A questão central é que essa incorporação não vem acompanhada de políticas para proteção do emprego, para qualificação e requalificação dos trabalhadores e trabalhadoras, para que as pessoas extraiam os benefícios dessa tecnologia e não fiquem subsumidas por elas. A redução do tempo de produção, circulação e distribuição tampouco tem contribuído para o avanço de direitos trabalhistas, como a redução da jornada de trabalho, medida que poderia ampliar a massa de pessoas economicamente ativas e melhorar a qualidade de vida de todos.
Ao contrário, o avanço tecnológico, e particularmente a IA, tem aumentado o tempo de trabalho e a sua precarização.
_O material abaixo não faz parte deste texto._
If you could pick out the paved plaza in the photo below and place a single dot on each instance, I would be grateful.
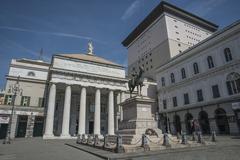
(227, 148)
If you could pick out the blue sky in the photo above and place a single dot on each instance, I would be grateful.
(66, 26)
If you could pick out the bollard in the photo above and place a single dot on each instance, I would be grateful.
(178, 135)
(145, 143)
(79, 140)
(119, 147)
(83, 138)
(96, 140)
(193, 136)
(213, 136)
(184, 138)
(105, 140)
(144, 140)
(200, 140)
(166, 140)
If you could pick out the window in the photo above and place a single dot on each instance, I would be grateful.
(25, 101)
(8, 100)
(186, 98)
(199, 95)
(215, 91)
(172, 78)
(32, 74)
(163, 81)
(183, 73)
(164, 104)
(41, 102)
(210, 62)
(92, 108)
(174, 101)
(233, 83)
(195, 68)
(228, 55)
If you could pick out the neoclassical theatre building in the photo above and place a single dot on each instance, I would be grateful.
(80, 93)
(84, 90)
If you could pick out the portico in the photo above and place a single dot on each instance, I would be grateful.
(85, 101)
Daí a importância de campanhas como aquela que pede a proibição da jornada 6×1, com seis dias de trabalho e apenas um de descanso. Não podemos cristalizar a máxima de que vivemos para trabalhar. Devemos usar a tecnologia para termos mais tempo livre e usar o trabalho para vivermos melhor e mais dignamente.
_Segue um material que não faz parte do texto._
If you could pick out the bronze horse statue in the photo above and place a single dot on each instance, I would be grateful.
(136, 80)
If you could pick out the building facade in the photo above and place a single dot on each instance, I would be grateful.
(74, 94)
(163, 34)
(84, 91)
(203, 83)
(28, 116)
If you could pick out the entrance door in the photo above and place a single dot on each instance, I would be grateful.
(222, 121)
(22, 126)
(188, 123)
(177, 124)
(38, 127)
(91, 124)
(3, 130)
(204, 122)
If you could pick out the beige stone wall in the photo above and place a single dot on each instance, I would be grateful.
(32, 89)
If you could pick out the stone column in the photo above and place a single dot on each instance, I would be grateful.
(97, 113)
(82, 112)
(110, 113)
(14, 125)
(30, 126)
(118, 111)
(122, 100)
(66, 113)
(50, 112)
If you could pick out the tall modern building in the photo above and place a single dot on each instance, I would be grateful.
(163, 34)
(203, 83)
“Viemos em paz”, anunciou o GPT–3, da OpenAI, em artigo publicado no jornal The Guardian há quatro anos – Imagem: Redes sociais
Infelizmente, a realidade é outra. Uma nova legião de trabalhadores, numa situação de subemprego, cresce invisivelmente no planeta. São os microtrabalhadores, que alimentam os sistemas de Inteligência Artificial gerando dados, fazendo a transcrição, correção e categorização de conteúdos que fornecem informações para os algoritmos identificarem preferências, modelos ou até mesmo tipos de discurso. Diferentemente do senso comum, há muito trabalho humano por detrás do desenvolvimento da IA.
Precisamos analisar as tecnologias a partir dos condicionantes políticos, econômicos, sociais e culturais em que elas são desenvolvidas. O que nos coloca diante da reflexão sobre a neutralidade ou não das tecnologias. Esse é um ponto nevrálgico para a produção de uma análise do estágio de desenvolvimento do capitalismo contemporâneo e para a construção das escolhas que a sociedade vai adotar em termos de regras e políticas para o uso, desenvolvimento e implementação da Inteligência Artificial.
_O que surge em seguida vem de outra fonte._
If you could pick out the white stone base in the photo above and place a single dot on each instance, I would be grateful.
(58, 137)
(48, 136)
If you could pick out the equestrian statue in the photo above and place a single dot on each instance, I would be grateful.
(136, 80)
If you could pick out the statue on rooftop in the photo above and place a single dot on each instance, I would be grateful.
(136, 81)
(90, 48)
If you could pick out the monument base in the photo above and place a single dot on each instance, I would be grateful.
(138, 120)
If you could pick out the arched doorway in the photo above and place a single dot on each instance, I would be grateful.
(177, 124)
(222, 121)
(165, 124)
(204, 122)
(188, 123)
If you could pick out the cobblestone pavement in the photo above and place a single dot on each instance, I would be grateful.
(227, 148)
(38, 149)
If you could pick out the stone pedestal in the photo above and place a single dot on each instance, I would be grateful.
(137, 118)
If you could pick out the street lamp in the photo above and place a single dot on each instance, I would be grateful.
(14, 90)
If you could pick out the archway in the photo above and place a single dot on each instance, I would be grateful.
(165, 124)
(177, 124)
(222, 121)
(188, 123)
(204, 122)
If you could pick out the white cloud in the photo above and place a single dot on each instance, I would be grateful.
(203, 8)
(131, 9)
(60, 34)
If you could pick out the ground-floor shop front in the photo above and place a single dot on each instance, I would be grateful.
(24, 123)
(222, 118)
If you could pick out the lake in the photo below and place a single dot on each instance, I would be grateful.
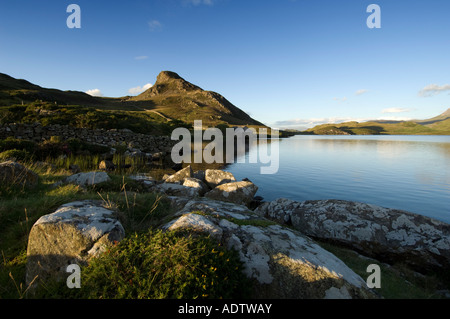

Isso porque a construção retórica das empresas do Vale do Silício – nunca é tarde para registrar que o desenvolvimento da Inteligência Artificial hoje é concentrado nas big techs – baseia-se na narrativa de que estamos diante de tecnologias neutras, objetivas, que são desenvolvidas com a missão de melhorar a vida das pessoas. Um admirável mundo novo de facilidades.

O País precisa investir para não ficar dependente da tecnologia produzida por empresas estrangeiras, que têm seus próprios interesses – Imagem: Redes Sociais/Tesla
Mas não há neutralidade na tecnologia. Ela reproduz e está a serviço do projeto de sociedade de quem a domina. Por isso é preciso pensar sobre os limites da urgente e necessária agenda regulatória.
A regulação e outras medidas de governança contribuem para conter impactos negativos, devido à baixa explicabilidade dos sistemas, fruto tanto da falta de transparência sobre os parâmetros do seu desenvolvimento quanto da falta de auditabilidade dos bancos de dados usados para treinamento.